#### Task 4:

1. Download Alice in Wonderland by Lewis Carroll from Project Gutenberg's website http://www.gutenberg.org/files/11/11-0.txt
2. Perform any necessary preprocessing on the text, including converting to lower case, removing stop words, numbers / non-alphabetic characters, lemmatization.
3. Find Top 10 most important (for example, in terms of TF-IDF metric) words from each chapter in the text (not "Alice"); how would you name each chapter according to the identified tokens?
4. Find the Top 10 most used verbs in sentences with Alice. What does Alice do most often?

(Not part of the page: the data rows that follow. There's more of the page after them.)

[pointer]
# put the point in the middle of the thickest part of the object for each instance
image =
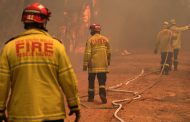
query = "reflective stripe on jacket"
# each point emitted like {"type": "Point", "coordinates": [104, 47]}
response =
{"type": "Point", "coordinates": [38, 70]}
{"type": "Point", "coordinates": [164, 40]}
{"type": "Point", "coordinates": [178, 31]}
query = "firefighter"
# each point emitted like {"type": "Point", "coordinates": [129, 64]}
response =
{"type": "Point", "coordinates": [37, 69]}
{"type": "Point", "coordinates": [177, 42]}
{"type": "Point", "coordinates": [164, 45]}
{"type": "Point", "coordinates": [96, 60]}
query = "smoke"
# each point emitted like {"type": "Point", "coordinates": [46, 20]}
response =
{"type": "Point", "coordinates": [129, 24]}
{"type": "Point", "coordinates": [134, 24]}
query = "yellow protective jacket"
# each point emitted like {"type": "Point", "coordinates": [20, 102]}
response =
{"type": "Point", "coordinates": [36, 68]}
{"type": "Point", "coordinates": [178, 30]}
{"type": "Point", "coordinates": [164, 40]}
{"type": "Point", "coordinates": [97, 54]}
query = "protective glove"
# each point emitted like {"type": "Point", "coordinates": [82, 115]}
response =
{"type": "Point", "coordinates": [3, 118]}
{"type": "Point", "coordinates": [84, 68]}
{"type": "Point", "coordinates": [77, 114]}
{"type": "Point", "coordinates": [155, 51]}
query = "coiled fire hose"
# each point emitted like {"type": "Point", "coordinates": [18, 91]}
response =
{"type": "Point", "coordinates": [117, 102]}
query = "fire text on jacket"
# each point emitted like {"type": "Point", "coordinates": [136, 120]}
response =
{"type": "Point", "coordinates": [34, 47]}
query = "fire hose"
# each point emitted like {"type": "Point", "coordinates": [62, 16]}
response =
{"type": "Point", "coordinates": [117, 102]}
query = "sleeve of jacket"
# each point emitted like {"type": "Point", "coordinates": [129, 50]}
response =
{"type": "Point", "coordinates": [4, 79]}
{"type": "Point", "coordinates": [157, 43]}
{"type": "Point", "coordinates": [180, 29]}
{"type": "Point", "coordinates": [68, 81]}
{"type": "Point", "coordinates": [87, 54]}
{"type": "Point", "coordinates": [108, 52]}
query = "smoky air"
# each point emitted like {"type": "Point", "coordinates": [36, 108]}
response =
{"type": "Point", "coordinates": [129, 24]}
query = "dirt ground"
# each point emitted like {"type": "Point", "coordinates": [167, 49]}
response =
{"type": "Point", "coordinates": [164, 98]}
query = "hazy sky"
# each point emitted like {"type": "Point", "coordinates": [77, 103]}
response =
{"type": "Point", "coordinates": [129, 24]}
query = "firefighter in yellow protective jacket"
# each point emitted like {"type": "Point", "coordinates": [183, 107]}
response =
{"type": "Point", "coordinates": [35, 69]}
{"type": "Point", "coordinates": [164, 45]}
{"type": "Point", "coordinates": [177, 42]}
{"type": "Point", "coordinates": [97, 59]}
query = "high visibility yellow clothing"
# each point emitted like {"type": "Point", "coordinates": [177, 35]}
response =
{"type": "Point", "coordinates": [164, 40]}
{"type": "Point", "coordinates": [37, 69]}
{"type": "Point", "coordinates": [178, 31]}
{"type": "Point", "coordinates": [97, 54]}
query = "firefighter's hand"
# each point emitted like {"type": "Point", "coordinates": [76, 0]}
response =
{"type": "Point", "coordinates": [3, 118]}
{"type": "Point", "coordinates": [77, 114]}
{"type": "Point", "coordinates": [155, 51]}
{"type": "Point", "coordinates": [108, 63]}
{"type": "Point", "coordinates": [84, 68]}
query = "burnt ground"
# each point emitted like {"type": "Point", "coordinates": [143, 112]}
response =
{"type": "Point", "coordinates": [164, 98]}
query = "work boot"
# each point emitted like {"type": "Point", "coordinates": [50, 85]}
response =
{"type": "Point", "coordinates": [103, 99]}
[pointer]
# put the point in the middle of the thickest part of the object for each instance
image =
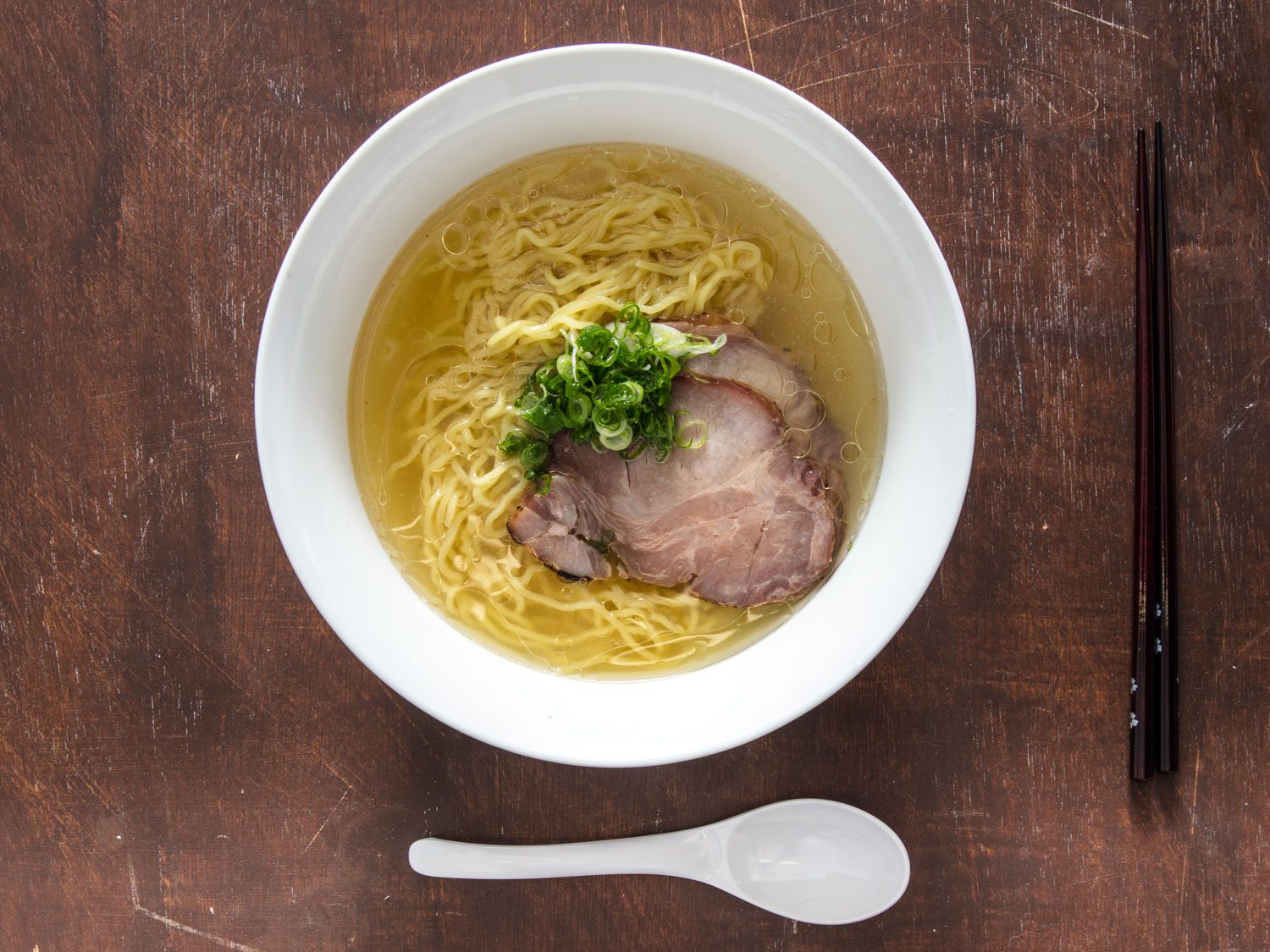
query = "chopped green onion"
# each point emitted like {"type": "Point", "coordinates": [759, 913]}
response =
{"type": "Point", "coordinates": [610, 388]}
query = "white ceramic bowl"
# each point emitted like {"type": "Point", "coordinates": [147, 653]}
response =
{"type": "Point", "coordinates": [612, 93]}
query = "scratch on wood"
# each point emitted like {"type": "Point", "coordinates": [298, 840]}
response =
{"type": "Point", "coordinates": [1097, 19]}
{"type": "Point", "coordinates": [172, 923]}
{"type": "Point", "coordinates": [744, 25]}
{"type": "Point", "coordinates": [328, 817]}
{"type": "Point", "coordinates": [787, 25]}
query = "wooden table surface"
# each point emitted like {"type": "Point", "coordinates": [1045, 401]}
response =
{"type": "Point", "coordinates": [190, 758]}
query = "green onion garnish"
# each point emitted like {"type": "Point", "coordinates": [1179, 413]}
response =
{"type": "Point", "coordinates": [611, 388]}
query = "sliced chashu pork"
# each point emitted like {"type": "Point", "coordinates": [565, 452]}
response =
{"type": "Point", "coordinates": [744, 520]}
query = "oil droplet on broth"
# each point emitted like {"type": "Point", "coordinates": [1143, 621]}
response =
{"type": "Point", "coordinates": [455, 239]}
{"type": "Point", "coordinates": [825, 333]}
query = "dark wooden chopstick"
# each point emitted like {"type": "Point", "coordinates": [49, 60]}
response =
{"type": "Point", "coordinates": [1166, 634]}
{"type": "Point", "coordinates": [1142, 754]}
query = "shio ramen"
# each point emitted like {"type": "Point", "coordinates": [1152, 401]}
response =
{"type": "Point", "coordinates": [616, 410]}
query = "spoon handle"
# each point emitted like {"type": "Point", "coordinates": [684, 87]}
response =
{"type": "Point", "coordinates": [683, 853]}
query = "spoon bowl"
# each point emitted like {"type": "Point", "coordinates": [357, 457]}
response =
{"type": "Point", "coordinates": [817, 861]}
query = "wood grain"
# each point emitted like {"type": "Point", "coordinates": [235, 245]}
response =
{"type": "Point", "coordinates": [190, 758]}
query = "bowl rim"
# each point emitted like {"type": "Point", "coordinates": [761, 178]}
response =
{"type": "Point", "coordinates": [957, 477]}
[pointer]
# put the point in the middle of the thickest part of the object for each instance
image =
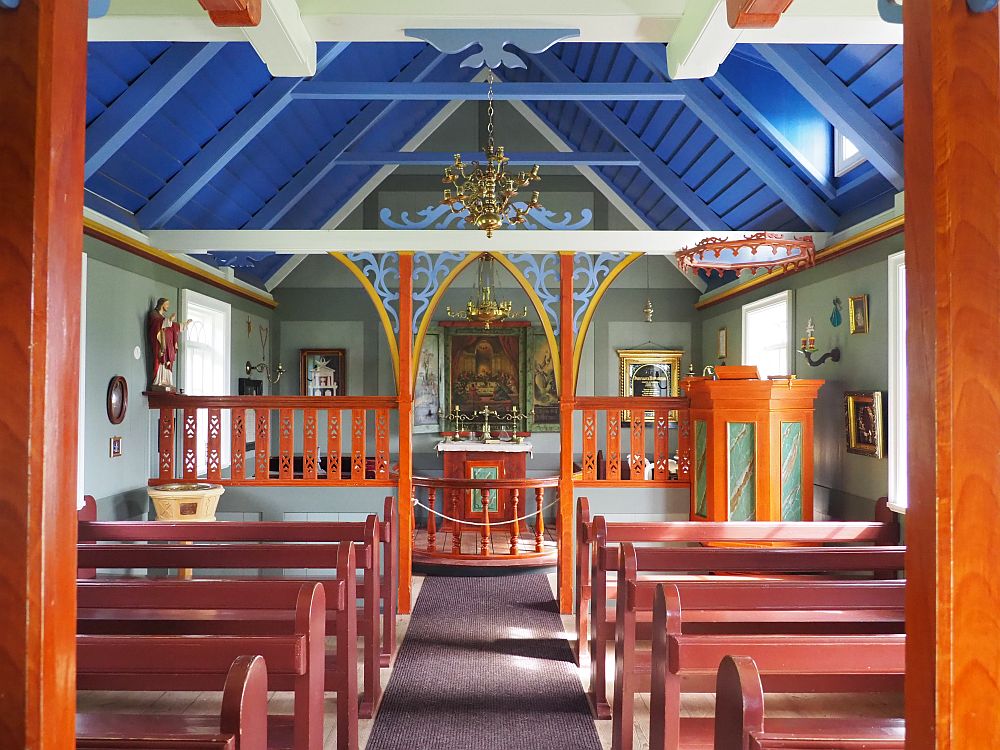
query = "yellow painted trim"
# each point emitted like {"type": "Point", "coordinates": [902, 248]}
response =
{"type": "Point", "coordinates": [588, 316]}
{"type": "Point", "coordinates": [390, 335]}
{"type": "Point", "coordinates": [536, 302]}
{"type": "Point", "coordinates": [859, 240]}
{"type": "Point", "coordinates": [124, 242]}
{"type": "Point", "coordinates": [418, 342]}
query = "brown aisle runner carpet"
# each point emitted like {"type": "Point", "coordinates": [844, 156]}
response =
{"type": "Point", "coordinates": [484, 666]}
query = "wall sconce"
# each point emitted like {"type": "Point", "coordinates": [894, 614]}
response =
{"type": "Point", "coordinates": [266, 371]}
{"type": "Point", "coordinates": [808, 346]}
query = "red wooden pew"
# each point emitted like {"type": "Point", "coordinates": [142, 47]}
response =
{"type": "Point", "coordinates": [294, 658]}
{"type": "Point", "coordinates": [255, 545]}
{"type": "Point", "coordinates": [739, 708]}
{"type": "Point", "coordinates": [662, 561]}
{"type": "Point", "coordinates": [241, 724]}
{"type": "Point", "coordinates": [598, 551]}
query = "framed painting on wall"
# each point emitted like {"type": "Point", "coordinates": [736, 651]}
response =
{"type": "Point", "coordinates": [543, 390]}
{"type": "Point", "coordinates": [323, 372]}
{"type": "Point", "coordinates": [427, 389]}
{"type": "Point", "coordinates": [485, 367]}
{"type": "Point", "coordinates": [649, 373]}
{"type": "Point", "coordinates": [865, 432]}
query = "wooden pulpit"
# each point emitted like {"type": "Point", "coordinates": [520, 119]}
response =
{"type": "Point", "coordinates": [753, 446]}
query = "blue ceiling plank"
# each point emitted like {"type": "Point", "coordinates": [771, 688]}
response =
{"type": "Point", "coordinates": [843, 109]}
{"type": "Point", "coordinates": [464, 91]}
{"type": "Point", "coordinates": [225, 146]}
{"type": "Point", "coordinates": [747, 146]}
{"type": "Point", "coordinates": [324, 161]}
{"type": "Point", "coordinates": [652, 165]}
{"type": "Point", "coordinates": [143, 99]}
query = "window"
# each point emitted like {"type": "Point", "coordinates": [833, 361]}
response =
{"type": "Point", "coordinates": [767, 334]}
{"type": "Point", "coordinates": [205, 359]}
{"type": "Point", "coordinates": [846, 155]}
{"type": "Point", "coordinates": [897, 382]}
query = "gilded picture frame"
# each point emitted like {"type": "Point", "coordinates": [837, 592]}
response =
{"type": "Point", "coordinates": [865, 423]}
{"type": "Point", "coordinates": [649, 372]}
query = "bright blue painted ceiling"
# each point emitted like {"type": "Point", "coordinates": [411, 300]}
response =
{"type": "Point", "coordinates": [228, 147]}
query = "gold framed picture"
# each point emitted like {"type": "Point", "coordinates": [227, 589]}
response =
{"type": "Point", "coordinates": [857, 308]}
{"type": "Point", "coordinates": [865, 425]}
{"type": "Point", "coordinates": [649, 373]}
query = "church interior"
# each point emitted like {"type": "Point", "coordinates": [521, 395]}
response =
{"type": "Point", "coordinates": [582, 376]}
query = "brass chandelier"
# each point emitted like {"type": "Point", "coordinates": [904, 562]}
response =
{"type": "Point", "coordinates": [486, 309]}
{"type": "Point", "coordinates": [488, 192]}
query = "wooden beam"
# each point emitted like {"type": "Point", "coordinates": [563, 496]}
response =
{"type": "Point", "coordinates": [43, 62]}
{"type": "Point", "coordinates": [233, 12]}
{"type": "Point", "coordinates": [755, 14]}
{"type": "Point", "coordinates": [951, 60]}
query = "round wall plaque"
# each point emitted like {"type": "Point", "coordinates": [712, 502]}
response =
{"type": "Point", "coordinates": [117, 399]}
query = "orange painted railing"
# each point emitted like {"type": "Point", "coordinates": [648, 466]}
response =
{"type": "Point", "coordinates": [629, 442]}
{"type": "Point", "coordinates": [275, 440]}
{"type": "Point", "coordinates": [446, 541]}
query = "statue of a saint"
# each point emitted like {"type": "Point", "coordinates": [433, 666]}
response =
{"type": "Point", "coordinates": [164, 338]}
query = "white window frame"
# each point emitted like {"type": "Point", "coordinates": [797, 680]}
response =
{"type": "Point", "coordinates": [844, 164]}
{"type": "Point", "coordinates": [787, 298]}
{"type": "Point", "coordinates": [188, 296]}
{"type": "Point", "coordinates": [897, 383]}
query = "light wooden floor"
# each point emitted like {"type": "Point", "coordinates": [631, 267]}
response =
{"type": "Point", "coordinates": [692, 705]}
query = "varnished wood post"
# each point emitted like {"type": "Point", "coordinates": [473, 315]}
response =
{"type": "Point", "coordinates": [404, 390]}
{"type": "Point", "coordinates": [431, 521]}
{"type": "Point", "coordinates": [539, 518]}
{"type": "Point", "coordinates": [43, 63]}
{"type": "Point", "coordinates": [515, 530]}
{"type": "Point", "coordinates": [952, 99]}
{"type": "Point", "coordinates": [567, 391]}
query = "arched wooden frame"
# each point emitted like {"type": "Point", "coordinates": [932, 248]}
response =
{"type": "Point", "coordinates": [536, 303]}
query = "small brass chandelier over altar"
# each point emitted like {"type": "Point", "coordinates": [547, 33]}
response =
{"type": "Point", "coordinates": [488, 193]}
{"type": "Point", "coordinates": [486, 309]}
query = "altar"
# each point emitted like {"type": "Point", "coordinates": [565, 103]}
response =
{"type": "Point", "coordinates": [479, 460]}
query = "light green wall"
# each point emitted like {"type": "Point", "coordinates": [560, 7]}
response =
{"type": "Point", "coordinates": [121, 289]}
{"type": "Point", "coordinates": [846, 484]}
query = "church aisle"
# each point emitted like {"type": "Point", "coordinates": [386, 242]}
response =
{"type": "Point", "coordinates": [484, 666]}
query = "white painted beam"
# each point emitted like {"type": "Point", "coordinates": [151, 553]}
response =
{"type": "Point", "coordinates": [702, 41]}
{"type": "Point", "coordinates": [319, 241]}
{"type": "Point", "coordinates": [282, 40]}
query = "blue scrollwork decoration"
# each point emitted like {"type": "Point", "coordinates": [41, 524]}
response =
{"type": "Point", "coordinates": [592, 269]}
{"type": "Point", "coordinates": [492, 43]}
{"type": "Point", "coordinates": [381, 269]}
{"type": "Point", "coordinates": [428, 273]}
{"type": "Point", "coordinates": [238, 260]}
{"type": "Point", "coordinates": [441, 217]}
{"type": "Point", "coordinates": [542, 272]}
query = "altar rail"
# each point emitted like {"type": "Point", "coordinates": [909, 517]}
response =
{"type": "Point", "coordinates": [296, 440]}
{"type": "Point", "coordinates": [634, 452]}
{"type": "Point", "coordinates": [454, 492]}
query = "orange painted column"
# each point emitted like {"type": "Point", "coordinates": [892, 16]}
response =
{"type": "Point", "coordinates": [951, 60]}
{"type": "Point", "coordinates": [43, 63]}
{"type": "Point", "coordinates": [405, 392]}
{"type": "Point", "coordinates": [567, 395]}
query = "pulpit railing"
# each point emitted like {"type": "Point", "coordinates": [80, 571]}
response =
{"type": "Point", "coordinates": [629, 442]}
{"type": "Point", "coordinates": [275, 440]}
{"type": "Point", "coordinates": [453, 519]}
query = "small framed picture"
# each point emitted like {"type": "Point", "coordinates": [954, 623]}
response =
{"type": "Point", "coordinates": [865, 431]}
{"type": "Point", "coordinates": [858, 313]}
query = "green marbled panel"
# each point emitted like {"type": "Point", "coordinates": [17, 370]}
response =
{"type": "Point", "coordinates": [742, 489]}
{"type": "Point", "coordinates": [701, 468]}
{"type": "Point", "coordinates": [791, 471]}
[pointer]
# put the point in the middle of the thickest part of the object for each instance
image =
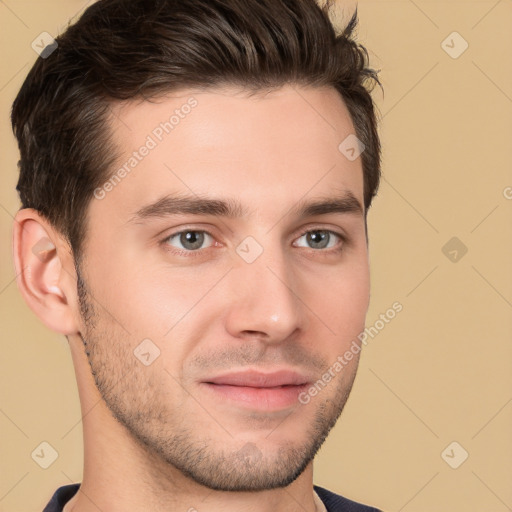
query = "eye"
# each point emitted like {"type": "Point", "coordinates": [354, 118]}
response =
{"type": "Point", "coordinates": [319, 239]}
{"type": "Point", "coordinates": [190, 240]}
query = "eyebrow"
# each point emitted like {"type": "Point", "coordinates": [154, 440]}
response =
{"type": "Point", "coordinates": [230, 208]}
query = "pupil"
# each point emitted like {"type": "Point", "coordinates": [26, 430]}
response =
{"type": "Point", "coordinates": [318, 237]}
{"type": "Point", "coordinates": [192, 239]}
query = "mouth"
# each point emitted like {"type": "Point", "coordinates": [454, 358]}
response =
{"type": "Point", "coordinates": [257, 390]}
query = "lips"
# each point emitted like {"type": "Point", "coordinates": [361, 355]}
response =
{"type": "Point", "coordinates": [257, 390]}
{"type": "Point", "coordinates": [261, 380]}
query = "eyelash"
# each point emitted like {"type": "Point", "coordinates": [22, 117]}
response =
{"type": "Point", "coordinates": [199, 252]}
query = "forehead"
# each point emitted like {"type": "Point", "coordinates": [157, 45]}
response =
{"type": "Point", "coordinates": [279, 145]}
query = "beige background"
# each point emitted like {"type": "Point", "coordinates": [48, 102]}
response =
{"type": "Point", "coordinates": [440, 371]}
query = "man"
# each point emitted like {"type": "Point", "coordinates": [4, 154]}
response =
{"type": "Point", "coordinates": [195, 178]}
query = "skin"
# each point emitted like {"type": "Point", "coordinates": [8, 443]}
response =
{"type": "Point", "coordinates": [156, 437]}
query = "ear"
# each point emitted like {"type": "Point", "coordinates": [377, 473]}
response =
{"type": "Point", "coordinates": [45, 271]}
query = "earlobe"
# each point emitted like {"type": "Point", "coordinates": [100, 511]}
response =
{"type": "Point", "coordinates": [44, 276]}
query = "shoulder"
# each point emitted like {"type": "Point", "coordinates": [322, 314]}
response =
{"type": "Point", "coordinates": [61, 496]}
{"type": "Point", "coordinates": [336, 503]}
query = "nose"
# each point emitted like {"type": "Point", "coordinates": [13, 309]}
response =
{"type": "Point", "coordinates": [265, 301]}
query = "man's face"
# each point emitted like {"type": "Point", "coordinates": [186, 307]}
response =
{"type": "Point", "coordinates": [204, 325]}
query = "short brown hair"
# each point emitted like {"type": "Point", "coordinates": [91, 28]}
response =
{"type": "Point", "coordinates": [125, 49]}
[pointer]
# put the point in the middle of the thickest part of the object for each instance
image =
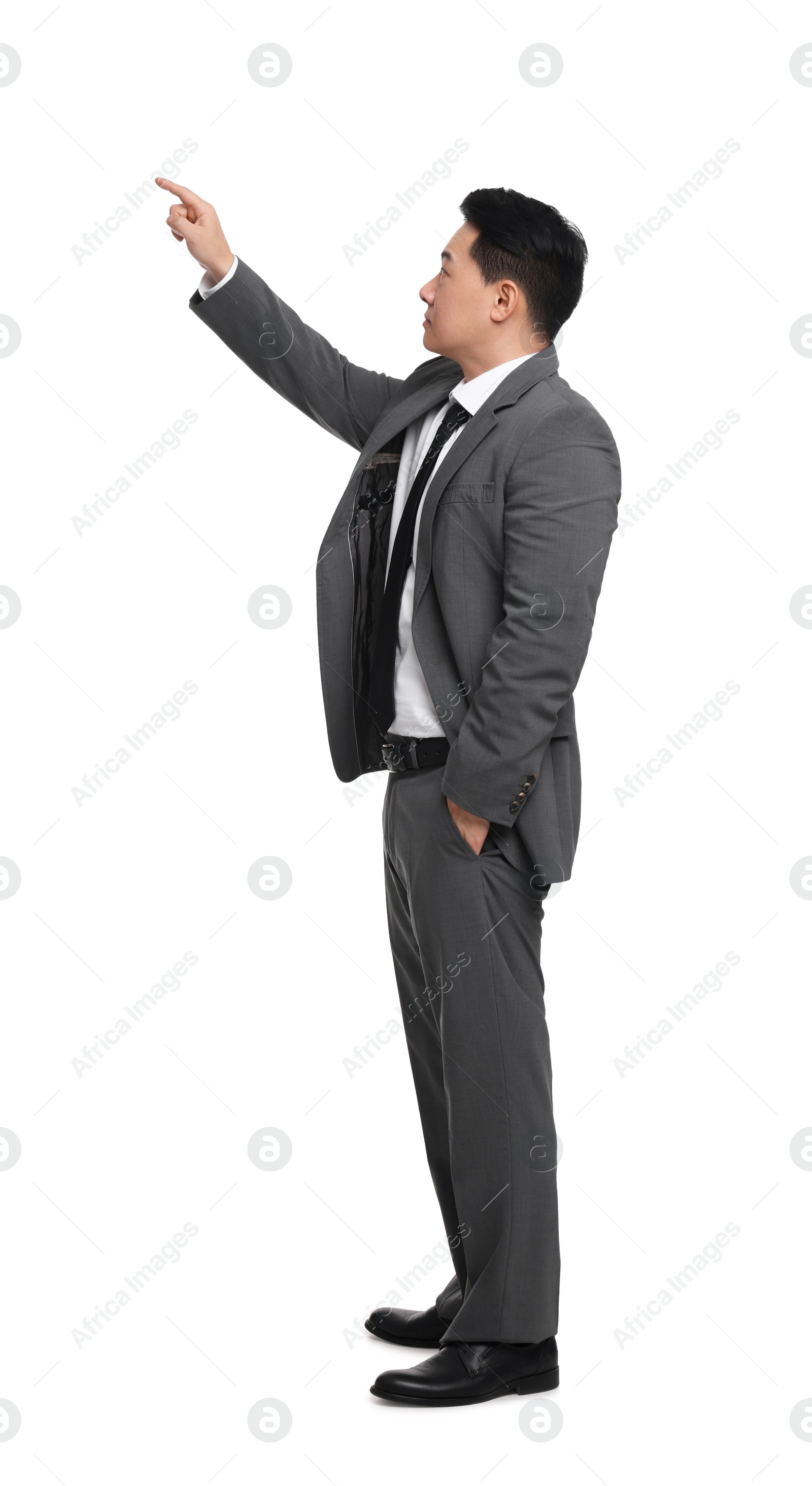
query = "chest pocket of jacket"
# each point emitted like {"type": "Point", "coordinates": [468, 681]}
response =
{"type": "Point", "coordinates": [469, 494]}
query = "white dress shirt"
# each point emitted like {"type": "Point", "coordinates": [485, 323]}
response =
{"type": "Point", "coordinates": [414, 711]}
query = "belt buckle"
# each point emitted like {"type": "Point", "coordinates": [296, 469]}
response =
{"type": "Point", "coordinates": [395, 755]}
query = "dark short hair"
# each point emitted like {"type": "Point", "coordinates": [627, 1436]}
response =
{"type": "Point", "coordinates": [533, 244]}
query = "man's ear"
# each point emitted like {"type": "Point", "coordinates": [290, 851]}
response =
{"type": "Point", "coordinates": [506, 300]}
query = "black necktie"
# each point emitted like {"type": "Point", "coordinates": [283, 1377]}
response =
{"type": "Point", "coordinates": [381, 684]}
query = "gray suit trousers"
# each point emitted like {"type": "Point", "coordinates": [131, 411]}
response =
{"type": "Point", "coordinates": [466, 935]}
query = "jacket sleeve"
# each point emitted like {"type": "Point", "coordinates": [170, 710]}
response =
{"type": "Point", "coordinates": [560, 513]}
{"type": "Point", "coordinates": [295, 360]}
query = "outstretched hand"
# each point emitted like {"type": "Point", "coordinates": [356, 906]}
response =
{"type": "Point", "coordinates": [195, 222]}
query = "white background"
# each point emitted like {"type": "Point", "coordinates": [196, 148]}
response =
{"type": "Point", "coordinates": [267, 1301]}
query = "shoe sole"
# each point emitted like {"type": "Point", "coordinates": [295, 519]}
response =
{"type": "Point", "coordinates": [402, 1341]}
{"type": "Point", "coordinates": [524, 1386]}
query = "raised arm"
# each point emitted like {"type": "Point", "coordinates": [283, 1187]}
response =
{"type": "Point", "coordinates": [269, 338]}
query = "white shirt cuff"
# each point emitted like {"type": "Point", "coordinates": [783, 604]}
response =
{"type": "Point", "coordinates": [207, 284]}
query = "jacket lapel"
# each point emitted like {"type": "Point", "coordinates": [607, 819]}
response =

## 1. Download Alice in Wonderland by Lewis Carroll from Project Gutenberg's website http://www.gutenberg.org/files/11/11-0.txt

In [41]:
!wget https://www.gutenberg.org/files/11/11-0.txt

--2023-04-11 03:24:24--  https://www.gutenberg.org/files/11/11-0.txt
Resolving www.gutenberg.org (www.gutenberg.org)... 152.19.134.47
Connecting to www.gutenberg.org (www.gutenberg.org)|152.19.134.47|:443... connected.
HTTP request sent, awaiting response... 200 OK
Length: 174313 (170K) [text/plain]
Saving to: ‘11-0.txt.6’


2023-04-11 03:24:25 (241 KB/s) - ‘11-0.txt.6’ saved [174313/174313]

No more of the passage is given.